A gradual morte do secularismo turco

A gradual morte do secularismo turco


Por séculos o Império Turco Otomano, foi uma das maiores forças coloniais da Eurásia, estendendo seus domínios por uma vasta área e subjugando povos de diferentes etnias e religiões às vontades dos turcos muçulmanos sunitas. A derrota na Primeira Guerra Mundial, ocasionou também a dissolução do antigo império e a perda considerável de território, obrigando os turcos a encontrar um novo modelo de sociedade. Neste contexto, Mustafa Kemal Atatürk, depois de uma campanha militar vitoriosa na década de 1920, fundou a república e foi aclamado o pai dos turcos. O regime secularista e voltado à divisão dos poderes como uma nação ocidental deu à Turquia uma roupagem extremamente vanguardista perante as diferentes nações islâmicas cercando seu território. Apesar do culto à personalidade e restrição à oposição, Atatürk, conseguiu pavimentar um bom caminho para um ideal de nação de cultura muçulmana, mas com uma postura moderna.

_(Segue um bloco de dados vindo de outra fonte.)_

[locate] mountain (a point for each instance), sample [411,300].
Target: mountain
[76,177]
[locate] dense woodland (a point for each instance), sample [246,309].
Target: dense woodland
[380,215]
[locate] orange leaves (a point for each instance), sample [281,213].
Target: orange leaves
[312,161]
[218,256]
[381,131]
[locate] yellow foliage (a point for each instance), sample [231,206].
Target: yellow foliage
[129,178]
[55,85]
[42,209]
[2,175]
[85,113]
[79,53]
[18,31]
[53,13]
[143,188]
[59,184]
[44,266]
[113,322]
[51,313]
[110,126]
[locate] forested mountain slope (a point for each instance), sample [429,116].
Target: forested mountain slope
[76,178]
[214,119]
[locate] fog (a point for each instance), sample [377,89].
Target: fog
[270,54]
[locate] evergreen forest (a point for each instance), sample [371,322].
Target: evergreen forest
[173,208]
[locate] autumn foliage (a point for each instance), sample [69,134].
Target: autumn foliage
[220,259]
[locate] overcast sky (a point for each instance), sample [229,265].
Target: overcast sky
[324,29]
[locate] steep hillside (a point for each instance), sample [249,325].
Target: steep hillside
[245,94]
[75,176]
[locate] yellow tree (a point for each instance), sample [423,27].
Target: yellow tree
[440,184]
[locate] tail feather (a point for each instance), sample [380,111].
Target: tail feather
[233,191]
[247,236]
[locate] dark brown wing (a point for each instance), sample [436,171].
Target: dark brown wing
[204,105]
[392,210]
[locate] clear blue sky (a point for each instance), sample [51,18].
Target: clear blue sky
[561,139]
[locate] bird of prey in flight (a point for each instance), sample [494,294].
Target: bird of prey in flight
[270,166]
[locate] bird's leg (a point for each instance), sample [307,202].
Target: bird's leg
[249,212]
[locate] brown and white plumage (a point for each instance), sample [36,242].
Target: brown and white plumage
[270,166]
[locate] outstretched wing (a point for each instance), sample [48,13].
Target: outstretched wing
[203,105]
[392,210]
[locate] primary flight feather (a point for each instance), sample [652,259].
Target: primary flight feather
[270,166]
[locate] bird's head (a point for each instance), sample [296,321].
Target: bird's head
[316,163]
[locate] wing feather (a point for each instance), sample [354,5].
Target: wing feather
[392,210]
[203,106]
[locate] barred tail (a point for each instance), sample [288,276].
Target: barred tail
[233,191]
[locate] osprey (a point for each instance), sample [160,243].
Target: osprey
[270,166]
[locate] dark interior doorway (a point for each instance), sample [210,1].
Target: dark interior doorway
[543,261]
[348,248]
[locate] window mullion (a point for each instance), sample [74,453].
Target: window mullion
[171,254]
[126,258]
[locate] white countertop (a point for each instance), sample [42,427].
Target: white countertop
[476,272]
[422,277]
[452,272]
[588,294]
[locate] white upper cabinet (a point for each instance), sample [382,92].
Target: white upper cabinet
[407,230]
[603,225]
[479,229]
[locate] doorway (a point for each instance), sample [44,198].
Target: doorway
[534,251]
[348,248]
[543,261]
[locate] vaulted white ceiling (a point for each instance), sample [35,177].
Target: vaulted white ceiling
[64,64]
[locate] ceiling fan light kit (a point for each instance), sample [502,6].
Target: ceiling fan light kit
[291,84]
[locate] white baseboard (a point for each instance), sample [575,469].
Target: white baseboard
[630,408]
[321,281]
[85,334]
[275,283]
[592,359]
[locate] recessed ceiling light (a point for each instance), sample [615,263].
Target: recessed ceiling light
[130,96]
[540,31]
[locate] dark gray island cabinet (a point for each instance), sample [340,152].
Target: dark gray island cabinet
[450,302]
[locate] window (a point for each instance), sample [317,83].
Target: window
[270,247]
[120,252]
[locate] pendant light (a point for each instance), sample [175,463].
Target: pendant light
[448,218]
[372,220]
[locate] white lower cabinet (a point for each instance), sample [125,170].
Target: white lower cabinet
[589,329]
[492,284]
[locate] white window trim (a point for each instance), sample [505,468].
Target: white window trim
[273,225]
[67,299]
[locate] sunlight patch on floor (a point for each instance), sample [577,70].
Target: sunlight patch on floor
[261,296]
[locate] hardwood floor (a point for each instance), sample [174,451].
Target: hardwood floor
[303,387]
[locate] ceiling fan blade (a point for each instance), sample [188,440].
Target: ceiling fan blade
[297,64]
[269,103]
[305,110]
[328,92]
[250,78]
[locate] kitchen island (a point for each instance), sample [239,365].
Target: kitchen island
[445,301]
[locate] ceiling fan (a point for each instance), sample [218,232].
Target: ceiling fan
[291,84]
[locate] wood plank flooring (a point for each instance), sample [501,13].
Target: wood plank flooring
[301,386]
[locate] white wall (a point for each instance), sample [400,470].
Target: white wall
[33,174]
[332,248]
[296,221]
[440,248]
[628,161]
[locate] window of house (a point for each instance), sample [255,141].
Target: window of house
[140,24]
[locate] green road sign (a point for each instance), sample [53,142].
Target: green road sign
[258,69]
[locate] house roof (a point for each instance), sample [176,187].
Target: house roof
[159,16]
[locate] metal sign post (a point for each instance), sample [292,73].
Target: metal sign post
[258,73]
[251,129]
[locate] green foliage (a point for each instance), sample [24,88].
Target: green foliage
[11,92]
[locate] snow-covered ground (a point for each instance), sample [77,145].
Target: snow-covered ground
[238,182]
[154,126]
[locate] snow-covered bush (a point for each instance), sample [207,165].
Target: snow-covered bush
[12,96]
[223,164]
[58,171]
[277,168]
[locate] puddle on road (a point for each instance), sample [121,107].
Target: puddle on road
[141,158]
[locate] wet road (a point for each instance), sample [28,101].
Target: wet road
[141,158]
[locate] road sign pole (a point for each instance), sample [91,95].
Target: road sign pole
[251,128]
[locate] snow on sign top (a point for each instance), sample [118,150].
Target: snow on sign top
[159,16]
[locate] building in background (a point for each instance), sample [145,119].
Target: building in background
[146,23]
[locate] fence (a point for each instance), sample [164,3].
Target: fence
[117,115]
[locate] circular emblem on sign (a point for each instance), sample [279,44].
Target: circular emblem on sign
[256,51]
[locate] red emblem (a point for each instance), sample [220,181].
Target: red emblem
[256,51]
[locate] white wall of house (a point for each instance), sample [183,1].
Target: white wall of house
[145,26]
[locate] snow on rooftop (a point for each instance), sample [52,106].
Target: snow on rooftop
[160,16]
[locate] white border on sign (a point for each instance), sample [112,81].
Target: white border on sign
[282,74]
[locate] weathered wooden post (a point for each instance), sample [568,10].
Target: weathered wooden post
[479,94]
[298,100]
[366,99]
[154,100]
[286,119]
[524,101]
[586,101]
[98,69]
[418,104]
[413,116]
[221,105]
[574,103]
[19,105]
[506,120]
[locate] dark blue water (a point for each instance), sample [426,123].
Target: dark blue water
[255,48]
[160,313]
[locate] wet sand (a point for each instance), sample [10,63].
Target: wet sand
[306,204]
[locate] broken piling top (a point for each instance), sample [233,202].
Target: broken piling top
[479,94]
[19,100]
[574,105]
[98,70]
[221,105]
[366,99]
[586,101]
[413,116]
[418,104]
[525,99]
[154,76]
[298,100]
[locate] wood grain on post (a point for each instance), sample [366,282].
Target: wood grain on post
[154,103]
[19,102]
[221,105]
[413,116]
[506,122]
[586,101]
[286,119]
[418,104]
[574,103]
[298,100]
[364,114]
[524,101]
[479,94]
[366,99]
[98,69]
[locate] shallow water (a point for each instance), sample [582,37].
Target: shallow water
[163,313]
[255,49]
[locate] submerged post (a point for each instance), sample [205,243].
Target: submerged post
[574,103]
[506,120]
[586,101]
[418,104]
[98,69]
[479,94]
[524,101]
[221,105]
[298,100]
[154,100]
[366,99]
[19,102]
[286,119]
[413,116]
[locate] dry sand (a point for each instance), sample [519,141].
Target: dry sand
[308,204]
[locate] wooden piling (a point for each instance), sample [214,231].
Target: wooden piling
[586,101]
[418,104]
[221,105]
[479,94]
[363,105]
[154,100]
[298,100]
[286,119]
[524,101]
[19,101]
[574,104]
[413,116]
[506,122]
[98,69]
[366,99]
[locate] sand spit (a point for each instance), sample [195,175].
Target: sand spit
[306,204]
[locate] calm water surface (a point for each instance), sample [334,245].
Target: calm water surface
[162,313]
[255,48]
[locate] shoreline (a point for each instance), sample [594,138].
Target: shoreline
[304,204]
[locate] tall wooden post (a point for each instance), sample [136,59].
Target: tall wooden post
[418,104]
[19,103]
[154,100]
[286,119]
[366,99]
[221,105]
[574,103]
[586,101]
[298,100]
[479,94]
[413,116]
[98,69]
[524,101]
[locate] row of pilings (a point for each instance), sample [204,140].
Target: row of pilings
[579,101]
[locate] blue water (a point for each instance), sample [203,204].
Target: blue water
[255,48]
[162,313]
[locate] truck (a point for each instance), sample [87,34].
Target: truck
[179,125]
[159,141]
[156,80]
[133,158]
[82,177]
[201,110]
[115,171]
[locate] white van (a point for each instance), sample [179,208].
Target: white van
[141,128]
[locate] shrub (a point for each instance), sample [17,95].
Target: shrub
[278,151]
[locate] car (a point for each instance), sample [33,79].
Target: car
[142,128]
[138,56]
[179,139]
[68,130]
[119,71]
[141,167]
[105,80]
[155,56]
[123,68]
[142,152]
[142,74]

A história política da Turquia após a morte de Mustafa Kemal não foi fácil. Foram turbulentos os períodos de insurgência étnica curda, pelo menos quatro golpes de Estado com participação do exército e muita repressão política. A ascensão ao poder de Recep Tayyip Erdogan parecia trazer ao país maior estabilidade, afastando o golpismo militar e buscando o diálogo com todo o mundo. Inicialmente, as reformas infraestruturais e políticas, foram extremamente bem recebidas, mas o tempo mostrou aos turcos que o poder enebria até mesmo os políticos com boas intenções. 

A escalada autoritária de Erdogan se intensifica com a tentativa de golpe de 2016, quando uma facção dentro das Forças Armadas tentou depô-lo, alegando corrupção e arbitrariedades. O golpe não aconteceu de fato, já que a resistência popular e a lealdade de parte das forças de segurança reprimiu os dissidentes e aprisionou milhares de pessoas supostamente envolvidas no caso. Esse período marcou também uma forte centralização do poder, com a abolição do cargo de primeiro-ministro em 2018 e consolidando a chefia de governo e chefia de estado nas mãos de um só homem, Recep Tayyip Erdogan.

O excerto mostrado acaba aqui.